He has served in roles of major responsibility such as President of the European Crystallographic Association (2007 to 2010), Chairman of the International Union of Crystallography’s (IUCr) Commission on Journals (1996-2005), Chairman of the IUCr Diffraction Data Deposition Working Group (2011 to 2017) and its Committee on Data (2017 to 2023) as well as its Representative to the International Council for Scientific and Technical Information (ICSTI; 2005 to 2014) and the International Council of Science’s Committee on Data ‘CODATA’ (2012 to 2023). In the past thirty years he has Chaired several international advisory committees for synchrotron, and more recently neutron, facilities’ development and their users’ science.
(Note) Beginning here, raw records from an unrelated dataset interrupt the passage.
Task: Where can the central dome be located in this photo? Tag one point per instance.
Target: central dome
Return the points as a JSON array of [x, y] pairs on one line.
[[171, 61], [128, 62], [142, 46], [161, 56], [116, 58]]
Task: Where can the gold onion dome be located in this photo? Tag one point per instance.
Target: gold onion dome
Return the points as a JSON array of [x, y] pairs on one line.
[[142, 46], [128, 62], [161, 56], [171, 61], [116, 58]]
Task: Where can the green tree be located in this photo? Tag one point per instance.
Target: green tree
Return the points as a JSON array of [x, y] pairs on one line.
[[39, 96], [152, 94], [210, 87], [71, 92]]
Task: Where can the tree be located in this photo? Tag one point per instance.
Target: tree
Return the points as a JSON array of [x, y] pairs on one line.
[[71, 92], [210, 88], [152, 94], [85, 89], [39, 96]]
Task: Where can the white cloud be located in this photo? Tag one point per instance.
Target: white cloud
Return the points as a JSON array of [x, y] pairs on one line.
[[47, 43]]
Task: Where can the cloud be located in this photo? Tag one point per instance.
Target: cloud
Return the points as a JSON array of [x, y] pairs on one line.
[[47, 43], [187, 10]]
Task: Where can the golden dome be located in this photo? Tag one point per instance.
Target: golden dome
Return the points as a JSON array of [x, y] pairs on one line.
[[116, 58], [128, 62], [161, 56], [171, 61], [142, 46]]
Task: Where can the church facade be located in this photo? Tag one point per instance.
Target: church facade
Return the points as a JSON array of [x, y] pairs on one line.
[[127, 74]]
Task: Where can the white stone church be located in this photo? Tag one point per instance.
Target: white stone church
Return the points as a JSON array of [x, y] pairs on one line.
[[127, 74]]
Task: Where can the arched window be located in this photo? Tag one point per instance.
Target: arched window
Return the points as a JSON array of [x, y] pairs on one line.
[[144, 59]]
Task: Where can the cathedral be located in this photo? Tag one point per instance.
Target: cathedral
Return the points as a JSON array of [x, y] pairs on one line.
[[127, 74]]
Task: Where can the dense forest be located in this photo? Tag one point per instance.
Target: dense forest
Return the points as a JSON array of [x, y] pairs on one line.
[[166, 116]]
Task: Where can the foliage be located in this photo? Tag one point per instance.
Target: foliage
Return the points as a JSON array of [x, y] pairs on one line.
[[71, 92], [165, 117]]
He was Leader of the UK Delegation at the International Union of Pure and Applied Biophysics Congress and General Assembly in New Delhi, India in 1999 and was Leader of the UK Delegation at the International Union of Crystallography Congress and General Assembly in Prague in 2021.
Scientists in their career development seek guidance. I have been a Senior Mentor at the University of Manchester both in the Department of Chemistry and in its Manchester Gold scheme as well as a director in the scientific civil service as I mention above.
A note about my interests in the philosophy of science which I have had for a long time. So much so that I eventually have written quite a number of book reviews on the topic in my (semi-) retirement since 2012. I have also reviewed books on how we communicate science and how we manage it for the public good as well as scientific career development.